Hi everyone while you are waiting at the Newark airport and surge is 2.4 are you getting request with no surge?Im a tlc driver.Or somewhere else in Nj inside the surge and getting requesr with no surge I have a video too also Im was checking as a passenger pick up ewr terminal a to Hoboken shows 40$ and penn station 42$ I think they are kidding.

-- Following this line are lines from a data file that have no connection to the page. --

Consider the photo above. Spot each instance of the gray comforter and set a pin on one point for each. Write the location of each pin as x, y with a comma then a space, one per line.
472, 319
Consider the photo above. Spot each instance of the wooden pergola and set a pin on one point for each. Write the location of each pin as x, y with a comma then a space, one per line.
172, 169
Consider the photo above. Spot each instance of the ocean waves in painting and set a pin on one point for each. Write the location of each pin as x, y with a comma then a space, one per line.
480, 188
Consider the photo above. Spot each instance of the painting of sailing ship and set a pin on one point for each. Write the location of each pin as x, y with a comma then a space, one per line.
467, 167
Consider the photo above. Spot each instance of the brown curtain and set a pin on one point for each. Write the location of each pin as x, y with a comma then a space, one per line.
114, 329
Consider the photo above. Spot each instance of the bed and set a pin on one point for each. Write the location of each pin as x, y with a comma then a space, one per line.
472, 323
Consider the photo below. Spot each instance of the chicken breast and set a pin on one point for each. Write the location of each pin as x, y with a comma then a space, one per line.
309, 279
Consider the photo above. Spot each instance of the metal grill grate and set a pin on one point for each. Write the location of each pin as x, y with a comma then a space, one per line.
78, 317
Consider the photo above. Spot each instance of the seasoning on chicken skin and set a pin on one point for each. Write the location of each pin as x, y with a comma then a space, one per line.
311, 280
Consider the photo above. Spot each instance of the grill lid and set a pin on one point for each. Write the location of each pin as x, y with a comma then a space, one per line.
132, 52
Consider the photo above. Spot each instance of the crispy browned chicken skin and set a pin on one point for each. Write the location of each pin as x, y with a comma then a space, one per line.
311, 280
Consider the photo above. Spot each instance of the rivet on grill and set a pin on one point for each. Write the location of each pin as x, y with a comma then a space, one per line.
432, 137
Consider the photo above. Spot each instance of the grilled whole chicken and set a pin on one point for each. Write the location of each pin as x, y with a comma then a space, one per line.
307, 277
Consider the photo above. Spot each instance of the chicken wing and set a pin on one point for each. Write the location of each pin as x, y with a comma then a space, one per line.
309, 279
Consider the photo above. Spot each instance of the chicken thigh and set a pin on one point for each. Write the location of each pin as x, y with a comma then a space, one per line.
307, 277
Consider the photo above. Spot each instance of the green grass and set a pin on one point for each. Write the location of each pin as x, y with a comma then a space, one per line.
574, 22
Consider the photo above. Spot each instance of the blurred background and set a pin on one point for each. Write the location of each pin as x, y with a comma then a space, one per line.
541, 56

This is the another one from today


----------



## NWNJ (Feb 1, 2019)

I don't hang out at EWR but I've been seeing this a lot this week. I usually just decline but I decided to take 1 last night just to see what would happen. No surge was applied called support, they passed it on to someone else. I finally got an email a few hours later with a canned response:

I understand surge earnings are an important part of your experience with Uber. When reviewing this trip's details we can see that no surge amount applied. Below are some reasons this may be different from what you saw on the heat map:

- Surge is determined by the rider pickup location and the time of the rider request
- Surge does not take into account your vehicle's location
- Surge pricing is also updating in real time

Keep in mind that to earn surge, you must drive through the surge areas and accept your next trip without going offline or rejecting the trip. You will earn the highest surge amount of all surge areas you reach, which will update in real time on your app, so you’ll always know exactly how much surge will be added to your next trip.

I appreciate your understanding. Please let me know if I can help you with anything else. Thanks for being a Diamond driver-partner!

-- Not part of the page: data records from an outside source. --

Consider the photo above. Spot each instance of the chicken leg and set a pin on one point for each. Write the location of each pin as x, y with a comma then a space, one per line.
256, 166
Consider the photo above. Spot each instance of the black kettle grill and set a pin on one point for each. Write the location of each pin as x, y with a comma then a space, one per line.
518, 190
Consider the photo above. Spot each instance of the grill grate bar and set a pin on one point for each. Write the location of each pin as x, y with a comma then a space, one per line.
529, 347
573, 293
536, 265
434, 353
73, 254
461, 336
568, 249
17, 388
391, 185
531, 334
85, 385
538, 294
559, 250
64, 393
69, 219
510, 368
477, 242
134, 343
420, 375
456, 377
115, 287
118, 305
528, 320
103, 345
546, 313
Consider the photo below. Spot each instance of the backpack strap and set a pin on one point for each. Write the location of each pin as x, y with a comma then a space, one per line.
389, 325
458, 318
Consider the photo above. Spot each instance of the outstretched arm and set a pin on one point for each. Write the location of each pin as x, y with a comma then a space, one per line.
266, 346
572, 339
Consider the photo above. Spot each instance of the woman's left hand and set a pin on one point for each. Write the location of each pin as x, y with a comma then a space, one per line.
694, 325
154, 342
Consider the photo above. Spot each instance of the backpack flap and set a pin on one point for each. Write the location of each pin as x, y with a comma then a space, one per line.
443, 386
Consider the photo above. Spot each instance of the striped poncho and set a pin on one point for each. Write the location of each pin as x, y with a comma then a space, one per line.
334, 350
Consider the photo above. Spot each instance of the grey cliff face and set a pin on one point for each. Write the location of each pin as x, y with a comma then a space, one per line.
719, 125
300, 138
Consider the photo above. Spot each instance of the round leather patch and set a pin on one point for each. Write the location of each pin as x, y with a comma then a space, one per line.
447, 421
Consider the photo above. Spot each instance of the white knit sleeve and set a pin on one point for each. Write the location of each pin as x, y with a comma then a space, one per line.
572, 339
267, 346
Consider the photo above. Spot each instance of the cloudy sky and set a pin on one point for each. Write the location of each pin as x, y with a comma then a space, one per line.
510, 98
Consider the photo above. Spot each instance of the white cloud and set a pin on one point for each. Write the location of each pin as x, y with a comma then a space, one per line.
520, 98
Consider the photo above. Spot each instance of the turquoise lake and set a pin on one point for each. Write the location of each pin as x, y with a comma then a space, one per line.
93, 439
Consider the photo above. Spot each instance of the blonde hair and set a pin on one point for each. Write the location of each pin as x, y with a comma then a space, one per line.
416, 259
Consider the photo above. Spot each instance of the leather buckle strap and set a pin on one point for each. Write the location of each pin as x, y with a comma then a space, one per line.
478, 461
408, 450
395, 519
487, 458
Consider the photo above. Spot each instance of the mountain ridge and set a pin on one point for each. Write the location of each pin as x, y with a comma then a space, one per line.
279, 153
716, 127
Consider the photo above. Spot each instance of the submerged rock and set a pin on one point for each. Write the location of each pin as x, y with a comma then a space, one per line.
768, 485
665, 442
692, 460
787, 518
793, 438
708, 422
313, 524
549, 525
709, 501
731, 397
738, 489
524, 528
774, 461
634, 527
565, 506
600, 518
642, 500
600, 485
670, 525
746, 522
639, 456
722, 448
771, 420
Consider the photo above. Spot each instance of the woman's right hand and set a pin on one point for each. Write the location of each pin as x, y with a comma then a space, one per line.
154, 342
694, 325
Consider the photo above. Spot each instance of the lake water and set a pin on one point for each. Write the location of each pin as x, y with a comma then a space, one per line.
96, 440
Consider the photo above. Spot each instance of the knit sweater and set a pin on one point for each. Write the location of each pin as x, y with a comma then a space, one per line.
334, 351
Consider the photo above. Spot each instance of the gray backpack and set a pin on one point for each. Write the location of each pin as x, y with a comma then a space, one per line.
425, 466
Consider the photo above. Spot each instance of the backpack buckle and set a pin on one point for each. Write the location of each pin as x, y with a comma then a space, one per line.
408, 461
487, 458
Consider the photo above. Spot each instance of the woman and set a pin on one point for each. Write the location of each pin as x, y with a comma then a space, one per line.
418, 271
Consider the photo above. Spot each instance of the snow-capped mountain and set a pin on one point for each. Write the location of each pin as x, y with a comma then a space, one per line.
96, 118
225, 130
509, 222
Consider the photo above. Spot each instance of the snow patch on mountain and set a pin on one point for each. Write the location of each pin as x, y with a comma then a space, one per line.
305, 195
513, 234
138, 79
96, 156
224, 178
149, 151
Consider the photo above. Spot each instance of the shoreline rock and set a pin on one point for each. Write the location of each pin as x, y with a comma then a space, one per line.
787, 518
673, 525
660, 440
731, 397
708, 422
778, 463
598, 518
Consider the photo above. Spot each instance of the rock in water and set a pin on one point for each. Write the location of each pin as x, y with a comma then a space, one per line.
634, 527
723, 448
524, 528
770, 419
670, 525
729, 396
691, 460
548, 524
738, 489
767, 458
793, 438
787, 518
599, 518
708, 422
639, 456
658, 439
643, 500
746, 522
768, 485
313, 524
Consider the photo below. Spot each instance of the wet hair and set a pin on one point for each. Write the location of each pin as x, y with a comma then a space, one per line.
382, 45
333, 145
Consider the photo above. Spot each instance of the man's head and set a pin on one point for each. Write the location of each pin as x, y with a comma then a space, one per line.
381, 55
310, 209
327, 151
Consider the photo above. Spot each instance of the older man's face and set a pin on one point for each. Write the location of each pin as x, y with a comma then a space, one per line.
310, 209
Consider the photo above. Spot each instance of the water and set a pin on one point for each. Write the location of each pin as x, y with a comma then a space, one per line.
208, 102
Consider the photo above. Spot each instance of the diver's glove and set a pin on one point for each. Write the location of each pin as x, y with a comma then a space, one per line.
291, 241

The response is for a state with sticky surge. Couldn't even be bothered to use a response that applied. The only thing I can assume is pax requested before the surge grew to cover his location but everyone kept declining it waiting for one that was in the surge. That or Uber is just screwing drivers.


----------



## koala85 (Jan 2, 2017)

They sent the same shit to me and my friend

People gonna come back from spring break and Im gonna see the Uber if they don't give me surge Im not gonna pick up anyone from the airport and Im not gonna drive for them they can send their office boys to pick up people from Newark.


----------



## koala85 (Jan 2, 2017)

My smart uber can’t find a driver to drive for them at the Newark airport


----------



## bankerbilo (Mar 26, 2019)

is there a Uber driver still driving for Uber at the Newark aiport with no surge?


----------



## koala85 (Jan 2, 2017)

Uber pool is more expensive than uber x at the Newark )


----------



## nickd8775 (Jul 12, 2015)

It's a glitch, they're not charging surge on trips to NYC. Because of that, no TLCs are picking up at EWR


----------



## koala85 (Jan 2, 2017)

Im not going to ewr anymore not gonna carry someone to city for 25$ come on.They don’t give surge new jersey drivers too.if the rider going to Somwhere out of new york they charge them surge it’s so stupid to go to Hoboken 40$ to go to the penn station 42$


----------



## UberPete1911 (Aug 10, 2017)

nickd8775 said:


> It's a glitch, they're not charging surge on trips to NYC. Because of that, no TLCs are picking up at EWR


Not a glitch. Because of the TLC law change in NYC, uber is not about to pay minimum wage and surge on top of that.

It's base fare for all NYC trips.


----------